P2 Taqoz 2.8: Study about an Inline Compiler - Speed, Stack and Inline Assembly
perhaps this is interesting for somebody.
In this thread https://forums.parallax.com/discussion/175066/question-about-register-indirection-alti#latest
two ideas have been discussed, which might be ways to achieve faster Forth.
A) Make a compiler, that does not call Forth primitives but inlines their assembler code. To some degree this would be possible within the structures of Taqoz. The gain of speed comes from the cache for instructions, which needs some cycles to become effective, while it does not work for many calls and jumps or hub data reads. As the jumps for control instructions do work differently in Forth and Asm, their implementation would need extra work.
Avoid (LUT) Stack handling, which involves several movs and a LUT operation each time. This would need a complete rewrite of the Forth system.
Using the simple fibonacci benchmark I tried different degrees of inline code and assembler that avoids stack movements. In addition the results using different types of variables are given. (Used: https://forums.parallax.com/discussion/174970/p2-taqoz-v2-8-lutlongs-value-type-variables-locals-now-in-lut-and-faster#latest )

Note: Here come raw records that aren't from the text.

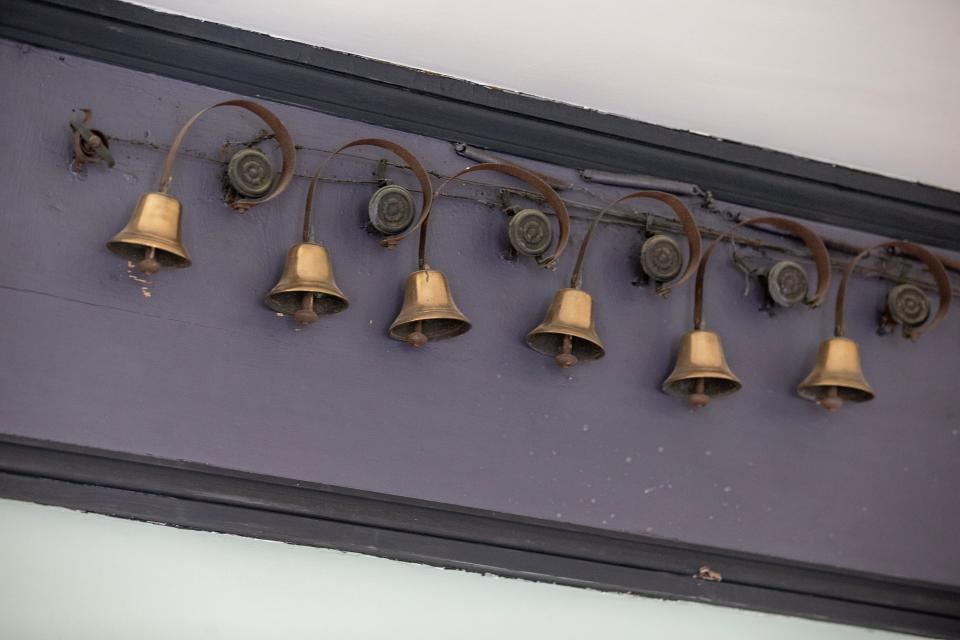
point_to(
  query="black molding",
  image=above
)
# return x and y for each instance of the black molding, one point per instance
(196, 496)
(446, 108)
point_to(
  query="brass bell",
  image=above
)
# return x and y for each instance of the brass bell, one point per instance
(152, 237)
(307, 288)
(837, 376)
(701, 372)
(567, 332)
(428, 312)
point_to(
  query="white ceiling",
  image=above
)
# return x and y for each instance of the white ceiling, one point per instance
(83, 576)
(872, 84)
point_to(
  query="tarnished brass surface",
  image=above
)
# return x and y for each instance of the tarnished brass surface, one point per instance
(530, 232)
(391, 209)
(908, 304)
(836, 376)
(155, 224)
(701, 369)
(686, 220)
(250, 173)
(549, 195)
(787, 283)
(660, 258)
(308, 270)
(570, 314)
(428, 312)
(280, 133)
(936, 270)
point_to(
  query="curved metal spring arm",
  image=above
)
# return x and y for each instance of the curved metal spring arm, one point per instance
(532, 179)
(915, 250)
(280, 132)
(681, 211)
(814, 243)
(426, 187)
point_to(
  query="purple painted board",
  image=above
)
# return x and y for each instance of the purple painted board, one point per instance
(201, 371)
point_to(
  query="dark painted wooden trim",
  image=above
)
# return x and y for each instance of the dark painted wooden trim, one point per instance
(446, 108)
(201, 497)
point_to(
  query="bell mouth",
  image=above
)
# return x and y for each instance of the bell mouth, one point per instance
(137, 251)
(432, 328)
(289, 302)
(551, 344)
(712, 387)
(847, 394)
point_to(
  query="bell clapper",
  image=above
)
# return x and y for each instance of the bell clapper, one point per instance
(149, 265)
(699, 398)
(417, 337)
(305, 314)
(565, 359)
(831, 401)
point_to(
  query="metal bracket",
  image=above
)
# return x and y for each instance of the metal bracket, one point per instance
(90, 146)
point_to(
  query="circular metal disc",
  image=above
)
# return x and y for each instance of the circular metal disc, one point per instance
(250, 173)
(908, 305)
(530, 232)
(787, 283)
(391, 209)
(661, 258)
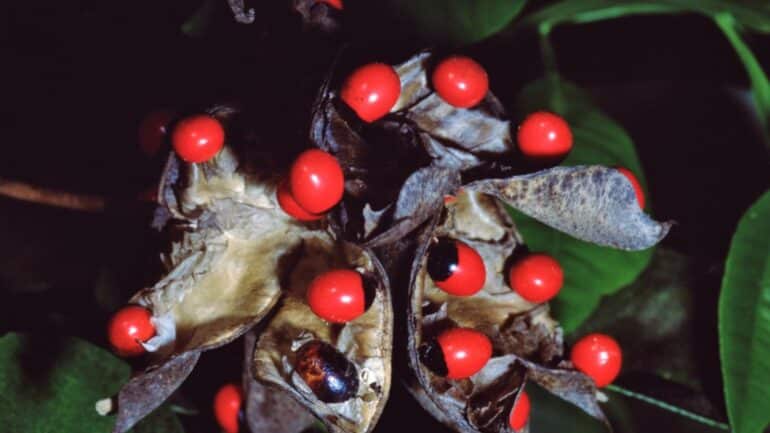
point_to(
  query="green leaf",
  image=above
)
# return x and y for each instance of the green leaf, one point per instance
(753, 14)
(199, 21)
(590, 271)
(51, 385)
(460, 21)
(744, 321)
(760, 85)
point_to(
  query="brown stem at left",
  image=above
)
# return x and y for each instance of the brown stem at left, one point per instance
(50, 197)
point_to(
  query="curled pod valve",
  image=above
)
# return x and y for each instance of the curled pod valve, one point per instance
(331, 377)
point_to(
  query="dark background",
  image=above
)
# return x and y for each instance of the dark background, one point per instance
(79, 76)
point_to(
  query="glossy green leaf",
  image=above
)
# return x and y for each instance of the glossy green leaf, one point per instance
(744, 321)
(197, 24)
(50, 385)
(590, 271)
(752, 14)
(760, 85)
(460, 21)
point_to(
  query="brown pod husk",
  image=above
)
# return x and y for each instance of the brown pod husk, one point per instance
(357, 351)
(527, 342)
(231, 245)
(267, 409)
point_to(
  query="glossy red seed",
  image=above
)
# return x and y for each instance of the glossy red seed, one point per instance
(466, 351)
(544, 135)
(635, 183)
(153, 131)
(460, 81)
(290, 206)
(456, 268)
(536, 277)
(198, 138)
(372, 90)
(127, 328)
(520, 412)
(337, 296)
(598, 356)
(336, 4)
(316, 181)
(227, 405)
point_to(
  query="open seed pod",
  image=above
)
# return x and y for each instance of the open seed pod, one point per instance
(340, 371)
(231, 247)
(267, 409)
(526, 342)
(417, 151)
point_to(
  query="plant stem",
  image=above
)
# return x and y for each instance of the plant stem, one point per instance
(669, 407)
(34, 194)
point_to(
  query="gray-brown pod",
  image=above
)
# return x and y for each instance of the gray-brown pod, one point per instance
(234, 257)
(340, 371)
(527, 342)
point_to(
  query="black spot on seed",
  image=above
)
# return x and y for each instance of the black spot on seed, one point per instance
(442, 259)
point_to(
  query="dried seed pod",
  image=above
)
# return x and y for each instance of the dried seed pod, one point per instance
(523, 335)
(341, 372)
(331, 377)
(267, 409)
(232, 246)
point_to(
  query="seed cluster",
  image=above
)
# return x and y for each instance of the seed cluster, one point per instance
(315, 184)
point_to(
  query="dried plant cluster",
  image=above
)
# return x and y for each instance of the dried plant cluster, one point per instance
(239, 266)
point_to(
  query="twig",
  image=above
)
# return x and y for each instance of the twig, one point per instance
(240, 13)
(669, 407)
(63, 199)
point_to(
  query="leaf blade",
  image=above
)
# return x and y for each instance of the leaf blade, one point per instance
(461, 21)
(597, 140)
(50, 385)
(744, 321)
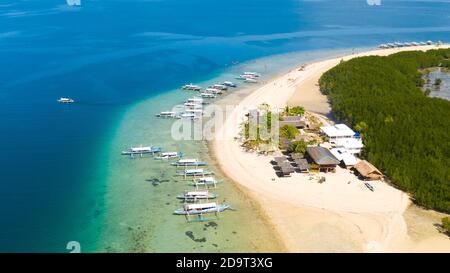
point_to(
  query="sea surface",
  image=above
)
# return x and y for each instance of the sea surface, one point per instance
(62, 176)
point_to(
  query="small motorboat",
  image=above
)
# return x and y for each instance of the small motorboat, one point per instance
(65, 100)
(189, 162)
(169, 155)
(142, 150)
(196, 195)
(194, 209)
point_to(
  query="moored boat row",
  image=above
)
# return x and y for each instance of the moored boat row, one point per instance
(408, 44)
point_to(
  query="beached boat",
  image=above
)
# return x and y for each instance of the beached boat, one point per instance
(214, 91)
(196, 195)
(250, 80)
(219, 87)
(252, 74)
(198, 112)
(167, 114)
(195, 100)
(229, 84)
(191, 87)
(207, 95)
(205, 182)
(65, 100)
(189, 116)
(169, 155)
(194, 172)
(205, 208)
(193, 105)
(142, 150)
(189, 162)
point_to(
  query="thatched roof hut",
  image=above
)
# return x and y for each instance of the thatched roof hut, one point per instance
(323, 158)
(368, 171)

The readability of code, that uses variables, is much better than pure stack Forth, but at the cost of speed factor 10 to Stack Forth. (For me assembler is better to read sometimes than Forth that uses a lot of swap over rot...)
Reference for speed is hubexec assembler. Cog assembler is twice as fast.
Pure Stack Forth is factor 5,9 slower to hubexec.
If the Forth code is inlined (without the loop instruction) there is a speed gain of 4,6/5,9. The penalty of code size is factor 4. This would be idea A. If an adapted loop structure is part of the inlined block, there is a speed gain of 2.1/5.9.
If inline assembler is used, then often switching back and forth between Forth and Assembler eats up the advantage of minimised stack movement. Only the complete loop in assembler brings the big advantage.
So all in all:
1. If speed is important in Forth, do not use any type of variables but use stack words.
2. Inlining of assembler code of Taqoz Forth words within the Taqoz system instead of calling them (idea A) is of low merit, if loop command is not part of the inlined code. So the inlining compiler must have own working control structures. Then a gain of speed of factor 2.5 is possible using the existing stack structure. The code size penalty is factor 4!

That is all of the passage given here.